Kearns, Megan C., Calhoun, Karen S., Violence and Victims

This study utilized a cross-sectional design in order to explore the relationship between interpersonal effectiveness, defined as level of assertiveness, social perception, and perceived self-efficacy, and repeated sexual victimization in adolescence and adulthood. In addition, we compared global versus situation-specific measures of interpersonal effectiveness. Results indicated that global measures of interpersonal effectiveness failed to differentiate victim groups, and there were also no group differences in social perception. However, on situation-specific measures, revictimized women were significantly lower than nonvictims on sexual assertiveness and sexual self-efficacy. These results support the hypothesis that interpersonal functioning is related to sexual revictimization and highlight the need to measure interpersonal functioning specifically in sexual situations as it relates to women's sexual assault history.

Keywords : sexual assault; revictimization; interpersonal skills; self-efficacy

Research on sexual revictimization has failed to identify explanations for the increased vulnerability of women with histories of sexual abuse or assault. Variables such as assertiveness, social perception, and perceived self-efficacy, the combination of which can be loosely termed interpersonal effectiveness, have received attention in the literature for their relationship to sexual victimization. Victimization might impact levels of interpersonal skills, and in turn women with strong interpersonal skills might be more effective at resisting unwanted sexual advances. Therefore, further understanding of the relationship between interpersonal effectiveness and revictimization could identify an important area of functioning that is currently neglected by most prevention programs. This cross-sectional study examined self-reported levels of assertiveness, social perception, and perceived self-efficacy in women with varied sexual assault histories. For each area of interpersonal effectiveness, global and situation-specific measures were compared in order to help clarify methodological issues raised by past research.
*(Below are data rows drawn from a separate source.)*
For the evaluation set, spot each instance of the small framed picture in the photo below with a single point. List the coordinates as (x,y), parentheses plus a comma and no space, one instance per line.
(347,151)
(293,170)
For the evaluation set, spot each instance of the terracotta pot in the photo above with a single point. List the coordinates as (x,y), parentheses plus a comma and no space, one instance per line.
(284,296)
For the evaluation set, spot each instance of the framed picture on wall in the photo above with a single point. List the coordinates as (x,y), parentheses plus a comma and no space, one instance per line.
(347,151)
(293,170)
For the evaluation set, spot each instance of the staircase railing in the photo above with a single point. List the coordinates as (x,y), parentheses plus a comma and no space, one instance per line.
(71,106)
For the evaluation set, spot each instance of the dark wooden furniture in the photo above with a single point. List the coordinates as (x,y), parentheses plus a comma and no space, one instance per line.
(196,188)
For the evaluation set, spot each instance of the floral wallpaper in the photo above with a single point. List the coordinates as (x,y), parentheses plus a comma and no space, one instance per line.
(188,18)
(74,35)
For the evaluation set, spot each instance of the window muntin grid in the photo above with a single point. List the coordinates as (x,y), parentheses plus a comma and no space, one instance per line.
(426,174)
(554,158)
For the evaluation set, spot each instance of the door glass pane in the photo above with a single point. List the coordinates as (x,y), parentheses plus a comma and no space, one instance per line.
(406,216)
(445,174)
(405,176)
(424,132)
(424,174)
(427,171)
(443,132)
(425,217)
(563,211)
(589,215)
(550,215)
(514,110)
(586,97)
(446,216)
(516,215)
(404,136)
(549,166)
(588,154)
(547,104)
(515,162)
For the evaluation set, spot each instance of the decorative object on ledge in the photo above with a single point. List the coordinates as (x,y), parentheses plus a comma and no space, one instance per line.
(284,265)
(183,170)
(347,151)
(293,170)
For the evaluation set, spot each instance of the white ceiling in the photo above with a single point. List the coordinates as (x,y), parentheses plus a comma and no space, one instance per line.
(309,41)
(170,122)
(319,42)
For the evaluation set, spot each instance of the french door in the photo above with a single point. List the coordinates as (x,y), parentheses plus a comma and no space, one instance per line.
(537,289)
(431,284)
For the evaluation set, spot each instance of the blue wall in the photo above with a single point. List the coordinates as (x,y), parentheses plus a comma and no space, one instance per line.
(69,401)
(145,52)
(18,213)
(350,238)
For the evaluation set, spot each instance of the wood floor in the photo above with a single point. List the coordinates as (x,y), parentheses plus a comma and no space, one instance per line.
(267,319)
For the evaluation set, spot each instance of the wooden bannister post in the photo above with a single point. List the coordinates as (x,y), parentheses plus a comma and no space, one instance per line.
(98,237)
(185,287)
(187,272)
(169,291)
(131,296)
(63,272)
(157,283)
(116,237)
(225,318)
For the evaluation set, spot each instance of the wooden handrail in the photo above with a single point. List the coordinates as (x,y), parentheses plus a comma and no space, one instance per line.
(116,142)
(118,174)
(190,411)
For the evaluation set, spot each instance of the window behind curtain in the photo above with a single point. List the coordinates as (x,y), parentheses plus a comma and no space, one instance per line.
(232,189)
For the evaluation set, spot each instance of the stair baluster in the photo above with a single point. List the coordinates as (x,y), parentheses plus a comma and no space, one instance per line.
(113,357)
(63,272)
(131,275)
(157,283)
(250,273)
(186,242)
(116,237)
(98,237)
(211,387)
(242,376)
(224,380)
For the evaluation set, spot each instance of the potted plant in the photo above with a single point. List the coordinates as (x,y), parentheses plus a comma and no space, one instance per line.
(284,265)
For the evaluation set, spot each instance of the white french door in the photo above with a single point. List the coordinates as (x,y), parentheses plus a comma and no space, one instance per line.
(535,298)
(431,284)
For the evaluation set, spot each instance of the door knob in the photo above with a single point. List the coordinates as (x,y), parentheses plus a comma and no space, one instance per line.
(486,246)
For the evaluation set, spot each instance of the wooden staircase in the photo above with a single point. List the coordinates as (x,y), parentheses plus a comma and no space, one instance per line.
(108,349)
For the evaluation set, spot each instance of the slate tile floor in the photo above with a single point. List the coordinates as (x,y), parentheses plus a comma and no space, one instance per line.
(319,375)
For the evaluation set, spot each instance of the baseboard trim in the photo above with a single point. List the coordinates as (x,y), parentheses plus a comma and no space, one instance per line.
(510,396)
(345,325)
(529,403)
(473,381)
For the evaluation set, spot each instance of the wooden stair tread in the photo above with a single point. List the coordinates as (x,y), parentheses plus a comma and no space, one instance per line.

Despite research and prevention efforts, sexual violence rates have remained consistently high, with one in four college women endorsing a history of attempted or completed rape ( Koss, Gidycz, & Wisniewski, 1987 ). Survivors often experience wide-ranging and debilitating effects, including both physical and emotional distress ( Kimerling & Calhoun, 1994 ; Resick, 1993 ). One of the most robust predictors of sexual assault risk is a previous history of sexual abuse ( Himelein, 1995 ; Koss & Dinero, 1989 ). In a prospective study, women with victimization histories were twice more likely to be revictimized than nonvictims ( Gidycz, Hanson, & Layman, 1995 ), and a meta-analysis indicated a pronounced relationship among victimization experiences ( Roodman & Clum, 2001 ). Both cross-sectional and longitudinal studies are needed to identify correlates and potential risk factors for revictimization that are not addressed by current prevention efforts.

One relationship in need of further study is the one between interpersonal skills (e.g., assertiveness and social perception) and sexual victimization. Defined by Hall (1979) as the general ability to send and receive communication, social skill and its relationship to well-being has been the subject of much research. Assertiveness, or the ability to effectively send communication, involves "the direct expression of affect to another person, in situations of risk, with consideration of the feelings and desires of both sender and receiver of the assertive message" ( Heimberg & Becker, 1981 , p. 355). Social perception, or the ability to receive communication, refers to "the ability to accurately perceive and comprehend the behavior, feelings, and motives of other individuals" ( Morrison & Bellack, 1981 , p. 71).

Early findings on the link between assertiveness and victimization were mixed.